Uitspraak
HOGE RAAD DER NEDERLANDEN
CIVIELE KAMER
Nummer 19/02451
Datum 22 november 2019
BESCHIKKING
In de zaak van
[verzoeker],wonende te [woonplaats],
VERZOEKER tot cassatie,
hierna: verzoeker,
advocaat: mr. J. van Weerden.
1. Procesverloop
Voor het verloop van het geding in feitelijke instantie verwijst de Hoge Raad naar de beschikking in de zaak C/01/18/95 R van de rechtbank Oost-Brabant van 7 mei 2019.
Verzoeker heeft tegen de beschikking van de rechtbank beroep in cassatie ingesteld. Het cassatierekest is aan deze beschikking gehecht en maakt daarvan deel uit.
De conclusie van de Advocaat-Generaal R.H. de Bock strekt tot verwerping van het cassatieberoep.

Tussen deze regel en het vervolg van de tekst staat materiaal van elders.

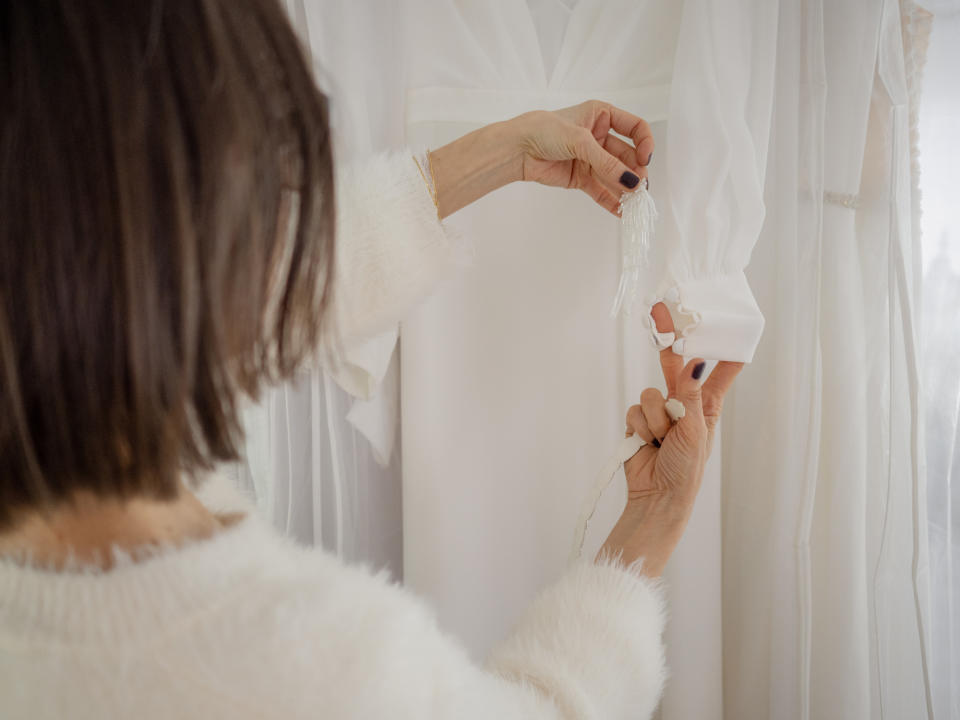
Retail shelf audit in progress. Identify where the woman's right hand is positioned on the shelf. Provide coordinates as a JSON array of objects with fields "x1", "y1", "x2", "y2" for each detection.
[{"x1": 598, "y1": 303, "x2": 743, "y2": 576}]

2 Beoordeling van het middel
De in het middel aangevoerde klachten kunnen niet tot cassatie leiden. Dit behoeft, gezien art. 81 lid 1 RO, geen nadere motivering nu de klachten niet nopen tot beantwoording van rechtsvragen in het belang van de rechtseenheid of de rechtsontwikkeling.
3 Beslissing
De Hoge Raad verwerpt het beroep.
Deze beschikking is gegeven door de raadsheren A.M.J. van Buchem-Spapens, als voorzitter, M.J. Kroeze en H.M. Wattendorff, en in het openbaar uitgesproken door de raadsheer C.E. du Perron op 22 november 2019.